The history of Island began with a jazz album made in Jamaica. In 1959 – the same year as Berry Gordy was putting together his fledgling Tamla label in Detroit – a young, Jamaican-based Englishman, Chris Blackwell, released an album of jazz standards by blind Bermudan singer and pianist Lance Hayward called At The Half Moon Hotel, Montego Bay. Blackwell, 21, had started a record label, named Island after Alec Waugh's novel Island In The Sun, with a loan from his parents. He went on to release a string of records which tapped into Jamaica's vibrant music spirit, securing his first hit with Laurel Aitken's Boogie In My Bones, before relocating to London with his three business partners in 1962.

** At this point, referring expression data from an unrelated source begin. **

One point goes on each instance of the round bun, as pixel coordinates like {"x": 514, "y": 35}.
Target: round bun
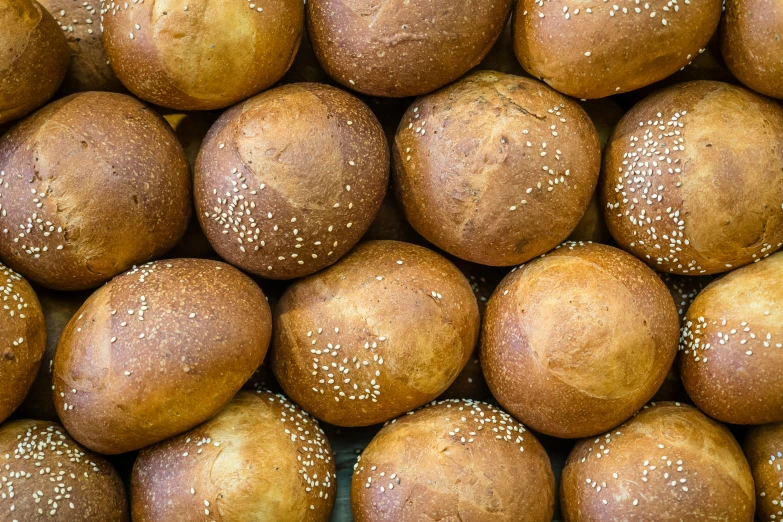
{"x": 201, "y": 55}
{"x": 669, "y": 458}
{"x": 22, "y": 340}
{"x": 92, "y": 184}
{"x": 260, "y": 458}
{"x": 386, "y": 329}
{"x": 495, "y": 169}
{"x": 575, "y": 342}
{"x": 609, "y": 48}
{"x": 692, "y": 179}
{"x": 287, "y": 182}
{"x": 34, "y": 57}
{"x": 752, "y": 44}
{"x": 157, "y": 351}
{"x": 398, "y": 48}
{"x": 731, "y": 340}
{"x": 47, "y": 476}
{"x": 453, "y": 460}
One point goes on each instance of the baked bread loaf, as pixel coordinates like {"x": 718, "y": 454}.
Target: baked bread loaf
{"x": 495, "y": 169}
{"x": 22, "y": 340}
{"x": 386, "y": 329}
{"x": 260, "y": 458}
{"x": 92, "y": 184}
{"x": 46, "y": 475}
{"x": 288, "y": 182}
{"x": 157, "y": 351}
{"x": 398, "y": 48}
{"x": 608, "y": 48}
{"x": 669, "y": 462}
{"x": 34, "y": 57}
{"x": 731, "y": 343}
{"x": 200, "y": 55}
{"x": 453, "y": 460}
{"x": 575, "y": 342}
{"x": 691, "y": 181}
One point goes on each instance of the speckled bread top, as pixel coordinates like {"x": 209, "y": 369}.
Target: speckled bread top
{"x": 692, "y": 179}
{"x": 260, "y": 458}
{"x": 453, "y": 460}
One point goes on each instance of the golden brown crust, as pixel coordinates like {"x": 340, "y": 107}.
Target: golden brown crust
{"x": 668, "y": 463}
{"x": 287, "y": 182}
{"x": 34, "y": 57}
{"x": 575, "y": 342}
{"x": 453, "y": 460}
{"x": 691, "y": 181}
{"x": 495, "y": 169}
{"x": 201, "y": 54}
{"x": 401, "y": 48}
{"x": 383, "y": 331}
{"x": 260, "y": 458}
{"x": 596, "y": 50}
{"x": 158, "y": 350}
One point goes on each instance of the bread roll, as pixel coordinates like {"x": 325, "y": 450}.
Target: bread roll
{"x": 34, "y": 57}
{"x": 732, "y": 344}
{"x": 288, "y": 182}
{"x": 596, "y": 50}
{"x": 495, "y": 169}
{"x": 386, "y": 329}
{"x": 669, "y": 462}
{"x": 93, "y": 184}
{"x": 46, "y": 475}
{"x": 22, "y": 340}
{"x": 575, "y": 342}
{"x": 691, "y": 181}
{"x": 260, "y": 458}
{"x": 399, "y": 48}
{"x": 453, "y": 460}
{"x": 157, "y": 351}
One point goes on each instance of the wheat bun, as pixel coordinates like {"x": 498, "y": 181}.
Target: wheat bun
{"x": 157, "y": 351}
{"x": 22, "y": 339}
{"x": 669, "y": 462}
{"x": 731, "y": 342}
{"x": 752, "y": 44}
{"x": 92, "y": 184}
{"x": 692, "y": 179}
{"x": 607, "y": 48}
{"x": 495, "y": 169}
{"x": 453, "y": 460}
{"x": 398, "y": 48}
{"x": 34, "y": 58}
{"x": 46, "y": 475}
{"x": 260, "y": 458}
{"x": 575, "y": 342}
{"x": 386, "y": 329}
{"x": 288, "y": 182}
{"x": 200, "y": 55}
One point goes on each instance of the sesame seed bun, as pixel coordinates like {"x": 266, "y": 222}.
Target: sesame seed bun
{"x": 575, "y": 342}
{"x": 157, "y": 351}
{"x": 399, "y": 48}
{"x": 260, "y": 458}
{"x": 453, "y": 460}
{"x": 200, "y": 55}
{"x": 46, "y": 475}
{"x": 691, "y": 181}
{"x": 669, "y": 462}
{"x": 386, "y": 329}
{"x": 732, "y": 345}
{"x": 34, "y": 57}
{"x": 288, "y": 182}
{"x": 495, "y": 169}
{"x": 609, "y": 48}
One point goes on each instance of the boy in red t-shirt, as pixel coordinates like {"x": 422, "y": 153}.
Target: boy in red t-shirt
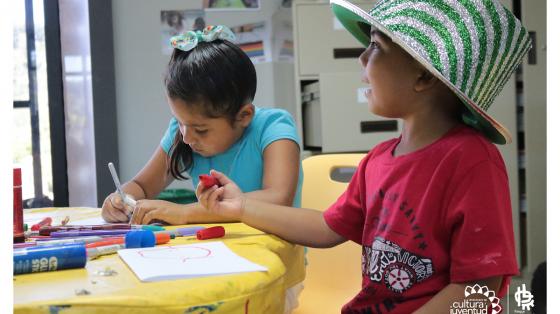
{"x": 431, "y": 208}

Blackwell distributed the records himself, driving up the newly-opened M1 motorway in his Mini Cooper
In the UK, Blackwell distributed the records himself, driving up the newly-opened M1 motorway in his Mini Cooper to serve the West Indian immigrant communities in London, Birmingham and Manchester. Not every artist he signed saw their records released on Island. His first UK hit, in 1964, was a ska cover of Barbie Gaye's Fifties hit My Boy Lollypop, sung by Jamaican teenager Millie Small and licensed to Fontana, part of the Philips group. Realising you could compete with yourself in the record racks, Blackwell also set up subsidiaries. There was Black Swan for ska and Jump Up for Trinidadian calypsos. Another subsidiary, Sue, was run by the legendary Guy Stevens, DJ at fabled Soho mod club The Scene and the man with the most extensive collection of American R&B in the UK. Among the hits on Sue were Inez & Charlie Foxx's Mockingbird and Bob & Earl's Harlem Shuffle.